Metamorfose

Meu beijo diurno tem um gosto amargo de câncer. O café com pão, o sol de alta radiação, o microondas de 4 programações, a carteira de cigarros. No caminho de ida e volta sempre há uma piada pronta, uma vendedora de chicletes me disse um dia que a humanidade seria exterminada pela falta de atenção. Ela andou pelos carros, era uma velha de roupas feitas de Jeans encardidos, ela caminhava com uma pequena pressa batendo nos vidros dos carros. Em poucas palavras que trocamos ela me disse:

- A humanidade será exterminada pela falta de atenção – daí ela se foi com seus chicletes.
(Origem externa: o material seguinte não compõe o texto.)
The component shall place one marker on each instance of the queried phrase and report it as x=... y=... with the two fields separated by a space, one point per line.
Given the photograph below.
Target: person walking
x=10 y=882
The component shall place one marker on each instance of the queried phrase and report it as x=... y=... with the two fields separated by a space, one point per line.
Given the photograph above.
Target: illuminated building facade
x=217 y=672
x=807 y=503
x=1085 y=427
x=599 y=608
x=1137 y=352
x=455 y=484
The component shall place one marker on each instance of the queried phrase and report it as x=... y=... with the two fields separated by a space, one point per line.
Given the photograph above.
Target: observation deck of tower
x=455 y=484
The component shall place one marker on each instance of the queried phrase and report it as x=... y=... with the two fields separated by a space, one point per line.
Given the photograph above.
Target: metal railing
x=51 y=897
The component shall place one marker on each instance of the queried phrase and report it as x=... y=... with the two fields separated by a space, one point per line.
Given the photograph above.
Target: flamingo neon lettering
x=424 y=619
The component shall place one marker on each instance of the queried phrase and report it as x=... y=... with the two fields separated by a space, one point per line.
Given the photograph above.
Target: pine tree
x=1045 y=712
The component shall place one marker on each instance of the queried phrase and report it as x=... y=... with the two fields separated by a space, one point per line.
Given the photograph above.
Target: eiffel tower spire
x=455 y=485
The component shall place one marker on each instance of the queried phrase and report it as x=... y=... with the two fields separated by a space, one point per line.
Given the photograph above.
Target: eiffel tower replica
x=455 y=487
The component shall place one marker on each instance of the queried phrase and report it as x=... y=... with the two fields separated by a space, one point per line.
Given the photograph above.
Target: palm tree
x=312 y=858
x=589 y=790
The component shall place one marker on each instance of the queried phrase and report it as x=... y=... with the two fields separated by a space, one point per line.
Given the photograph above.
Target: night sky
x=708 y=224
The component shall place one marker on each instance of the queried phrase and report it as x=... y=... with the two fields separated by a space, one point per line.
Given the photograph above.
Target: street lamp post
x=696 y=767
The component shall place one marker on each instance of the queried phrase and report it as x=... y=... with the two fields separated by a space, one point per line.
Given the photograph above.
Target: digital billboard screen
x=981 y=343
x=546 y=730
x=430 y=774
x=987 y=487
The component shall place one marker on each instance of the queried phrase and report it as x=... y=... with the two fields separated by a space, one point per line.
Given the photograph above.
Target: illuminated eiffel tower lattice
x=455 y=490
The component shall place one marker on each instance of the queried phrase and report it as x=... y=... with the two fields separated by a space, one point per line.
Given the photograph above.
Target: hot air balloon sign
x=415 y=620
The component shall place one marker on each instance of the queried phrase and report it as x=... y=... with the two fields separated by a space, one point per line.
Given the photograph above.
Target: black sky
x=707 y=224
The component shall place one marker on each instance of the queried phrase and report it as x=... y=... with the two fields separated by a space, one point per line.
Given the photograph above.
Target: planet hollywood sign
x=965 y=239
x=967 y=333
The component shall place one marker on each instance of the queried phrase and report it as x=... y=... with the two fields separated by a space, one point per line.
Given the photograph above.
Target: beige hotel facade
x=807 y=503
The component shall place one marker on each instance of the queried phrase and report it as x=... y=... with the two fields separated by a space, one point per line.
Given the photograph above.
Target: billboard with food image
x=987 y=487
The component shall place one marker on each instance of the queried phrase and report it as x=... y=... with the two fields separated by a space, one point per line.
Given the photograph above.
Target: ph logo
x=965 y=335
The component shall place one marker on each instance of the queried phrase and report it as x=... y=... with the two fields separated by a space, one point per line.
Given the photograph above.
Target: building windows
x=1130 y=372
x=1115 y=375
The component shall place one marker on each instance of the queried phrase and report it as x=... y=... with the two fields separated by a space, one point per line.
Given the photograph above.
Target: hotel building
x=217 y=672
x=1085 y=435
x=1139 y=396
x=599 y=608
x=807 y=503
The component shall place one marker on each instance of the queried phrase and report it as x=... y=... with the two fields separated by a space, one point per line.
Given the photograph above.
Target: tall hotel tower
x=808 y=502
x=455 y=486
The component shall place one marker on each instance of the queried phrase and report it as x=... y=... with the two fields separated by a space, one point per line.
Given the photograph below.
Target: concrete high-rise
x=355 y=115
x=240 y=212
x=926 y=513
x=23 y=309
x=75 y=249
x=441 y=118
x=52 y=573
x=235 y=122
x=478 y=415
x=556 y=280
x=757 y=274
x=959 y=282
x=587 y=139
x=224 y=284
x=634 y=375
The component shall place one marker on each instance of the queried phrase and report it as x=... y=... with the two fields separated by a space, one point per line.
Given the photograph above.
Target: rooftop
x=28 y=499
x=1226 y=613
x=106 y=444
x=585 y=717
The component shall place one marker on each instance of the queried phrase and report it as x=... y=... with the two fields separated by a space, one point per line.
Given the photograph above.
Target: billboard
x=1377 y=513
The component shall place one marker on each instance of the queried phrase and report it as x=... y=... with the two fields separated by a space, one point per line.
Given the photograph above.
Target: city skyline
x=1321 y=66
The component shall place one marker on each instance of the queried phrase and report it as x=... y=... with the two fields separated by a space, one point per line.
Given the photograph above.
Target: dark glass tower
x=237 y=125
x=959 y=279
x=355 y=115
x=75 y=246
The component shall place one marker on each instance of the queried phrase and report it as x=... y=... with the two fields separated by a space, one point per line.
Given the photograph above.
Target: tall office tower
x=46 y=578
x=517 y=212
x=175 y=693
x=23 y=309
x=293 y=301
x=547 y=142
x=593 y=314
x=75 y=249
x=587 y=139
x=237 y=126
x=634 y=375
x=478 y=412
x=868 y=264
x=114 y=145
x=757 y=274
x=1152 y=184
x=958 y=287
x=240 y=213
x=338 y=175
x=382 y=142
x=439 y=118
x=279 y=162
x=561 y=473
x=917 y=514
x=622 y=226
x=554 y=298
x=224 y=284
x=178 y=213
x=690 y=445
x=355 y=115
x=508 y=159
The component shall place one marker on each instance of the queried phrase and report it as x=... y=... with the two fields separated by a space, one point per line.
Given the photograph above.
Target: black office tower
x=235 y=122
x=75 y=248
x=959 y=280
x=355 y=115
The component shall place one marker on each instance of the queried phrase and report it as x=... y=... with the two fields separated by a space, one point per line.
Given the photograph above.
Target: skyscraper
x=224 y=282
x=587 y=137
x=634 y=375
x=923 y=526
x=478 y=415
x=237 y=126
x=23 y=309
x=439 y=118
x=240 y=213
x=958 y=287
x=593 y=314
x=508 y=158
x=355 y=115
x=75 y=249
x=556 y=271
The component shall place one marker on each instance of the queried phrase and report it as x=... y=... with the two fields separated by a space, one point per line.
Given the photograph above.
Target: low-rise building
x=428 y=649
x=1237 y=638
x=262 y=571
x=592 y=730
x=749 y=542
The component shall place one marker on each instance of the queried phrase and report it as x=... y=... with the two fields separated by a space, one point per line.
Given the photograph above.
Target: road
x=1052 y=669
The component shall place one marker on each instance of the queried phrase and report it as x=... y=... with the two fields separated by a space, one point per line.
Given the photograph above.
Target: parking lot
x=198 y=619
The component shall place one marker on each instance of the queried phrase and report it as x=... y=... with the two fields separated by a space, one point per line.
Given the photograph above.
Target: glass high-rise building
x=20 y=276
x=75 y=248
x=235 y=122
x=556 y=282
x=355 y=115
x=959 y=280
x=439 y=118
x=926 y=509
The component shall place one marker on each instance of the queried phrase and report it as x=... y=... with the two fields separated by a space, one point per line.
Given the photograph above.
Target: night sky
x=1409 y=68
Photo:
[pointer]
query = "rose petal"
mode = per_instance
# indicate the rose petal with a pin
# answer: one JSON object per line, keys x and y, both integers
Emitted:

Um dia, o por do sol não será normal. Um cogumelo gigante crescera no centro da cidade destruindo casas, pessoas, prédios, carros. Pessoas desapareceram na posição que estavam e relógios contaram a história. Se um homem grandioso esbarrar no botão errado tudo está acabado. Estamos nas mãos de pessoas com mãos furadas.

O relógio corria.

O tempo acabava.

Gastava tinta de caneta no papél.

Meu beijo diurno tem um gosto de oléo de motor. No caminho de ida e volta para casa sempre há mortos e feridos, podemos sempre sermos os próximos. Imagino sempre que uma bala perdida entra pela minha janela e me acerta na cabeça, morto diante a TV, morto diante a novela, morto diante da cena em que o ator principal beija a mocinha.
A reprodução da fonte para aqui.